Friday, November 20, 2009

Rolling Stones 7: Aftermath

Aftermath is the first “real” Stones album, the one that showcases the band as we would come to accept them. All the songs are credited to Jagger-Richards (whether or not they were the actual writers). Brian Jones, having lost his power to keep them strictly a blues band, stretches out on several exotic instruments. And Bill Wyman and Charlie Watts keep everything tied down in the back.
Of course, the misogyny is out in full force; Mick did have an image to keep, after all. The opening notes of “Paint It, Black” hint at the current Indian influence before giving way to the blatant nastiness of “Stupid Girl”. Brian shines again on “Lady Jane”, contributing the dulcimer and probably the harpsichord. It’s a very gentle song, until you pay attention to the lyrics. Brian’s marimbas drive “Under My Thumb”, another cruel song still played by the band today. “Doncha Bother Me” is a successful marriage of Chicago blues and swinging London. “Think” features several guitar parts, from the strummed acoustic to the “Satisfaction” fuzz tone; an underrated track.

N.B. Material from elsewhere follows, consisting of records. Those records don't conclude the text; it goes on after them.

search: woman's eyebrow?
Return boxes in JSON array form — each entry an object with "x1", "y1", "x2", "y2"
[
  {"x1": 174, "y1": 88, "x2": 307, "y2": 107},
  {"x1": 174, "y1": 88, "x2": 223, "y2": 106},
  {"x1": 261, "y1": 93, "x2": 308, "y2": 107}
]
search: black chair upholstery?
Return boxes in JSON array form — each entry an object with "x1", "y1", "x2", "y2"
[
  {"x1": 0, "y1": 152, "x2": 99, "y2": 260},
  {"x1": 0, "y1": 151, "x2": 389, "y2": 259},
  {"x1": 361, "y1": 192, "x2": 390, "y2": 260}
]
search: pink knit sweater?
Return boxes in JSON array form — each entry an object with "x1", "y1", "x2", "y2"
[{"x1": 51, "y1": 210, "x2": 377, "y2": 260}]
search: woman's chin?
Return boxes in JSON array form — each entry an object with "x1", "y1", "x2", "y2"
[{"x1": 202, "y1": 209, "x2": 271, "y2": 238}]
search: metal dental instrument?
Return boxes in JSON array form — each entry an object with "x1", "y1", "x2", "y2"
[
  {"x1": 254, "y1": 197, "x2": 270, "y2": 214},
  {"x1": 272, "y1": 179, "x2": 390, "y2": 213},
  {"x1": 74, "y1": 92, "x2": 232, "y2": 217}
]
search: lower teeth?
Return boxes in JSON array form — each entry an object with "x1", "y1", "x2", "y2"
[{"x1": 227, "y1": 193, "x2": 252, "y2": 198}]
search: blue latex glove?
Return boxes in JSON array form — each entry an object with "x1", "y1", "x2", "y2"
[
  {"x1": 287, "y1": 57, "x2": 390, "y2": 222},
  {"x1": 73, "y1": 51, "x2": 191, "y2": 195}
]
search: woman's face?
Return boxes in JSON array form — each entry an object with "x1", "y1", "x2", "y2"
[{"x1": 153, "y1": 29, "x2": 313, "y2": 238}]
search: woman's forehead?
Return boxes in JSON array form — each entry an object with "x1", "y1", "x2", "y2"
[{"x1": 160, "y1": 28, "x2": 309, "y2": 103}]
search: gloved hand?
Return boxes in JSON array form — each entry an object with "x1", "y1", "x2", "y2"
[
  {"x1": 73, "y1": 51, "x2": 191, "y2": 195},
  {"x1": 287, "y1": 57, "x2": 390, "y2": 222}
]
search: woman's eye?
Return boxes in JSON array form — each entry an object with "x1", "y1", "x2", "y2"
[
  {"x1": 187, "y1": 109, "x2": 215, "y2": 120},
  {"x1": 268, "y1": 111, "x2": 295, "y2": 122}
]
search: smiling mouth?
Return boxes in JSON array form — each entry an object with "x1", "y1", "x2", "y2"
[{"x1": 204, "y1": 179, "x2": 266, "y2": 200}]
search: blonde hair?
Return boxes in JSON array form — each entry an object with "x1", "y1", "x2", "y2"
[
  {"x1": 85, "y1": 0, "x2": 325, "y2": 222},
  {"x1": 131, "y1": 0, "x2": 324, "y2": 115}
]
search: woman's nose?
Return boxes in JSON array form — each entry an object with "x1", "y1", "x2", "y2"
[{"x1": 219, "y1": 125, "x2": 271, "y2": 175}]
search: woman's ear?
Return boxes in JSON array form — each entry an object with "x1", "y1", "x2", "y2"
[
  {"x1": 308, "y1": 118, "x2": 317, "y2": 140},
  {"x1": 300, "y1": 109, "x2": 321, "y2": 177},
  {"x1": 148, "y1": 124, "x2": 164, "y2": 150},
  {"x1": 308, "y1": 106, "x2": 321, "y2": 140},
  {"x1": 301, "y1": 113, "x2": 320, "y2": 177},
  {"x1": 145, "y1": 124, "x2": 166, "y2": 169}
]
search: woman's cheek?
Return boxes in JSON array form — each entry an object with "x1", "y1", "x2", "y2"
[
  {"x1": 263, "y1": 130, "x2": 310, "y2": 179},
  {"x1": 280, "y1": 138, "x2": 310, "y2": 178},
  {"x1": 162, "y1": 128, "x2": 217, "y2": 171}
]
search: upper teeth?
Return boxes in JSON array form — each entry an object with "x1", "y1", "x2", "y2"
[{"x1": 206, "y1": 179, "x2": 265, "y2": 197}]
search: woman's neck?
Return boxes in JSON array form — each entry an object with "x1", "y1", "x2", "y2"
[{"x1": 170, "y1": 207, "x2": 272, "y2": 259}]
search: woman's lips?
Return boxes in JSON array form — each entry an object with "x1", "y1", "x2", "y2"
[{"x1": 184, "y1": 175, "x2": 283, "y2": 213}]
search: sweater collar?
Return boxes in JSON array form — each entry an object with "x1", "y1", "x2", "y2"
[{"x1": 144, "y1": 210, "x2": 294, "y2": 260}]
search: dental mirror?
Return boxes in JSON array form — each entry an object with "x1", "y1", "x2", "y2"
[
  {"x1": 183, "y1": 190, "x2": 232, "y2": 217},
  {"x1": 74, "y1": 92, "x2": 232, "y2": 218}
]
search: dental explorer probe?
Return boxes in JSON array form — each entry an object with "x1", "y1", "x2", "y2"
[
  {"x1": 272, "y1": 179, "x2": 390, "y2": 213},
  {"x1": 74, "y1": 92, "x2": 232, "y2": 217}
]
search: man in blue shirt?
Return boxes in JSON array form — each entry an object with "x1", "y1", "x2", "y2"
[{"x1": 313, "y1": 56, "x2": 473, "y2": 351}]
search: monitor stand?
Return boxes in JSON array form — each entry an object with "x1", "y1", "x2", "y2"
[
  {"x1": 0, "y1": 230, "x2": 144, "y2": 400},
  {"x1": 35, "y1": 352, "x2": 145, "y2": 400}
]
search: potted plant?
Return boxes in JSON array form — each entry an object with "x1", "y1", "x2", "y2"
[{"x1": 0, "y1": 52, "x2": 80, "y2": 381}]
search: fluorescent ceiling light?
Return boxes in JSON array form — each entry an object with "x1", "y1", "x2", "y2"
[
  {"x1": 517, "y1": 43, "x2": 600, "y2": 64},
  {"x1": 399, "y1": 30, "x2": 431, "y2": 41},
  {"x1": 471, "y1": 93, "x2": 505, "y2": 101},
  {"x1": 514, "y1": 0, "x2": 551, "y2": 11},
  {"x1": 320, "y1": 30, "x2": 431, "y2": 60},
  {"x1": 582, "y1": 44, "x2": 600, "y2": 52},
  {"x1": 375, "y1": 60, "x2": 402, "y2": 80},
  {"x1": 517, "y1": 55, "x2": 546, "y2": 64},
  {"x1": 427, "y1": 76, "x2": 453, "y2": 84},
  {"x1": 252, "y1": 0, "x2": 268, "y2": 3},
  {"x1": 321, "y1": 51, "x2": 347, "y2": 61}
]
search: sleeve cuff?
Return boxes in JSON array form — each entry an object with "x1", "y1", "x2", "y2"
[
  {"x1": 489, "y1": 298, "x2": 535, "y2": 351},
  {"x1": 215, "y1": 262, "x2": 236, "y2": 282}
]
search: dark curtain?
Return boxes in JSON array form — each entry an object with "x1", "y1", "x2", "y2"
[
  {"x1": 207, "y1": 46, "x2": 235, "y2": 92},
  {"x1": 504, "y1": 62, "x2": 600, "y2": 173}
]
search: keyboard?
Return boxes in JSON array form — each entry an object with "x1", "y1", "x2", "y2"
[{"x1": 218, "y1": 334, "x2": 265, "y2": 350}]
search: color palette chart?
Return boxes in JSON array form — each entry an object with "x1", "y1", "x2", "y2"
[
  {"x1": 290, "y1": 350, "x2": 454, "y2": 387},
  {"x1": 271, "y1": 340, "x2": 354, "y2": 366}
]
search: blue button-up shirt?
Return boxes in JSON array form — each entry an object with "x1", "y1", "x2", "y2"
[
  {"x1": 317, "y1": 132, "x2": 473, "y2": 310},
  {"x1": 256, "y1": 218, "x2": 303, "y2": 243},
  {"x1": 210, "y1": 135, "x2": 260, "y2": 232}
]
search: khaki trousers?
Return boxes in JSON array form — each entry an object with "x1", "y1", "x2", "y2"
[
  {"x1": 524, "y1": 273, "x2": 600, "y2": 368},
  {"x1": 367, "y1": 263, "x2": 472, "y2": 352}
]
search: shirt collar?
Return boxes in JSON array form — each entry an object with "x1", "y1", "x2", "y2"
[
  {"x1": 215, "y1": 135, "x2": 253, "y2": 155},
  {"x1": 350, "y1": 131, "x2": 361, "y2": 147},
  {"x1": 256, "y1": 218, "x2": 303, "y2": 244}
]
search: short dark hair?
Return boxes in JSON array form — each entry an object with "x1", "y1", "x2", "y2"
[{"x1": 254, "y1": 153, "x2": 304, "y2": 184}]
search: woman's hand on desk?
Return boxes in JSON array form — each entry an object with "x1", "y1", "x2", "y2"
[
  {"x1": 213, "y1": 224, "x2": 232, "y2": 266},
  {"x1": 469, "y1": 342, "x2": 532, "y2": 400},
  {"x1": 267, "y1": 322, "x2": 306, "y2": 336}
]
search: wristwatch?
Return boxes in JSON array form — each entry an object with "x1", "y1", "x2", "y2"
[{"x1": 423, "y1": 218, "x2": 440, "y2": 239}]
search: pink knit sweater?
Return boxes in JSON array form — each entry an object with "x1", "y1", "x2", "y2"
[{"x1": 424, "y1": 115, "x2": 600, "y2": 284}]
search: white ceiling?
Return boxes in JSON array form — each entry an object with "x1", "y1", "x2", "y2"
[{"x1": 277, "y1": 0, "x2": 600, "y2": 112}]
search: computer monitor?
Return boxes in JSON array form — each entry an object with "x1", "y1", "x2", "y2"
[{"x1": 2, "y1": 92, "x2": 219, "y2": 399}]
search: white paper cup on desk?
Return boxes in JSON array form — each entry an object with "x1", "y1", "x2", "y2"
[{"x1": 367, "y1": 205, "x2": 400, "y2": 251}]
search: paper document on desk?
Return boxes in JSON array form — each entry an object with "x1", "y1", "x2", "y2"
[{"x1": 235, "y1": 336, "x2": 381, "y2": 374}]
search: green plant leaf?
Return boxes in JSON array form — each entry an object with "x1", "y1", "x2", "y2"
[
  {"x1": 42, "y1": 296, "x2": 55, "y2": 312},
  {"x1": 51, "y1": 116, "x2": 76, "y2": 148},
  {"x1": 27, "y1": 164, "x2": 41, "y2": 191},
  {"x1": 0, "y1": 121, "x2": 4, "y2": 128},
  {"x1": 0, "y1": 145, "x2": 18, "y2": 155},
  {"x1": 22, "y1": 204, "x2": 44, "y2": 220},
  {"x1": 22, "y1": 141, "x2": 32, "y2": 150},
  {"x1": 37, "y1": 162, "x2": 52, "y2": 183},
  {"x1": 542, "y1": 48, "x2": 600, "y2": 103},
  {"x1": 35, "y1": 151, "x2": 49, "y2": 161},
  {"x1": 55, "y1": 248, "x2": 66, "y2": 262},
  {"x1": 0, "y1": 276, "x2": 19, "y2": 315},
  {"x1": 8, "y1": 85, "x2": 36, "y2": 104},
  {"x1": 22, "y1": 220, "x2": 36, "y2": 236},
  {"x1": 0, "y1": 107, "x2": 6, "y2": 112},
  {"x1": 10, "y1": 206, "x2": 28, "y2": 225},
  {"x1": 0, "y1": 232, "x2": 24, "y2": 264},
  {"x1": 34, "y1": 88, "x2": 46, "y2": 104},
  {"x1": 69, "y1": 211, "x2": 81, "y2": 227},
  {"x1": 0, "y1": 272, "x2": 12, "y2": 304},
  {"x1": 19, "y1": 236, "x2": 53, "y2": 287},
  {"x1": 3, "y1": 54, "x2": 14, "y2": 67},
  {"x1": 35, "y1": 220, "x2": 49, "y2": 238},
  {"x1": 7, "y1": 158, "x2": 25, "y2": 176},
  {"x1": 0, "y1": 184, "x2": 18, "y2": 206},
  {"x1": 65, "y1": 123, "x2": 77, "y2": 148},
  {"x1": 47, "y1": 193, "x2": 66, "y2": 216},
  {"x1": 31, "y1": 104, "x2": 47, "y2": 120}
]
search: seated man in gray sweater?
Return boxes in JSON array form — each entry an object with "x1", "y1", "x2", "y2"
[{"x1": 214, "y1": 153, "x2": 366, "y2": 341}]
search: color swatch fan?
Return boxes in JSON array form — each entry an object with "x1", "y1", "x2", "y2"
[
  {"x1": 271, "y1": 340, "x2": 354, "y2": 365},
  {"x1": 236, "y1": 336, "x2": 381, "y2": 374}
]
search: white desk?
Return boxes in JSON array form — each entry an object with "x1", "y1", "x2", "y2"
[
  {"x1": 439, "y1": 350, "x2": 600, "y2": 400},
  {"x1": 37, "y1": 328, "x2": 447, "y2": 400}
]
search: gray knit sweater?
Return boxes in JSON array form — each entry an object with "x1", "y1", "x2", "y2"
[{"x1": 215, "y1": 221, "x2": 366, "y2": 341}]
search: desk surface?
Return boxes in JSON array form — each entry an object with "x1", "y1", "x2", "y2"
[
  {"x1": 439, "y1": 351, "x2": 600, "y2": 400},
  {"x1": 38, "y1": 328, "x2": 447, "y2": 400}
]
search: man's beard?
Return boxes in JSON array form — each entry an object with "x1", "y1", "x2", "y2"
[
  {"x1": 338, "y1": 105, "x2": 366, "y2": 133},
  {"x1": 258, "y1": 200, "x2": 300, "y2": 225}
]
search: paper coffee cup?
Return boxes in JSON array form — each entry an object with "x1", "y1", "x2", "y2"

“Flight 505” starts the second side with a boogie piano solo from sixth Stone Ian Stewart before turning into an otherwise ordinary song with a trick ending worthy of Pete Townshend. “High And Dry” is a country blues that sounds like it was written five minutes before it was recorded. They would do this style better in the future. “It’s Not Easy” isn’t much, but “I Am Waiting” is the hidden gem here, a fine example of mid-‘60s British chamber pop and a killer bridge. The mood turns completely with “Goin’ Home”, a track notorious for being rock ‘n roll’s first lengthy album track. Unfortunately, Mick can’t sustain us over the eleven-plus minutes here; he’d learn the secret of dynamics soon enough.
Aftermath is the Stones learning how to compete on the album charts in an era when fans wanted more substance for their dollar. The British version, which came out a couple of months earlier with a different cover and different tracks (naturally), offered even more value, clocking 53 minutes against the 42 on the American. Somebody at ABKCO understood this album’s importance, as both the US and UK versions are available today on CD, should you wish to compare them.